Guardare le previsioni del tempo in Islanda è essenziale. Per giorni abbiamo visto l'arrivo di una giornata con molta neve e quando improvvisamente arrivò un forte vento, e qui con molto forte intendiamo 150 km / h, fu subito chiaro che sarebbe stato un perfetto giorno di riposo. Data la visibilità molto limitata e il pericolo di rompere il vetro delle auto a causa del vento violento, la protezione civile locale ha chiuso tutte le strade. Per tutta la notte abbiamo sentito il fortissimo vento ululante e al mattino la prima analisi del tempo per i giorni seguenti ha rivelato quale sarebbe stata la grande delusione: un'altra tempesta si stava avvicinando con neve e vento. Dopo una breve analisi fu chiaro che l'unica opzione per essere sicuri di arrivare all'aeroporto e dopo tre giorni di poter tornare a casa era partire immediatamente a Reykjavik. Abbiamo sfruttato al massimo i nostri ultimi due giorni visitando luoghi panoramici come il geysir e il centro storico di Reykjavik, arrampicarsi nella tempesta di neve sarebbe stato impensabile. In Islanda la bellezza della natura è illimitata, ma lo è anche la forza della natura. Un ringraziamento speciale va a Matteo Meucci per averci guidato in questo difficile ambiente.

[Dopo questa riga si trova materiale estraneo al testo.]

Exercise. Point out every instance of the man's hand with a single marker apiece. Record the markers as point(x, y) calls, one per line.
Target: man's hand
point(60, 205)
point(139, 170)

foto di Marco Servalli e Matteo Meucci
Articolo di Angelika Rainer
Angelika Rainer, classe 1986, è atleta Grivel sin dal 2005. Nata in Alto Adige (Italia), è diventata tre volte campionessa mondiale di arrampicata su ghiaccio e due volte vincitrice della Coppa del mondo di arrampicata su ghiaccio. Oggi pratica arrampicata su roccia, arrampicata su ghiaccio e drytooling.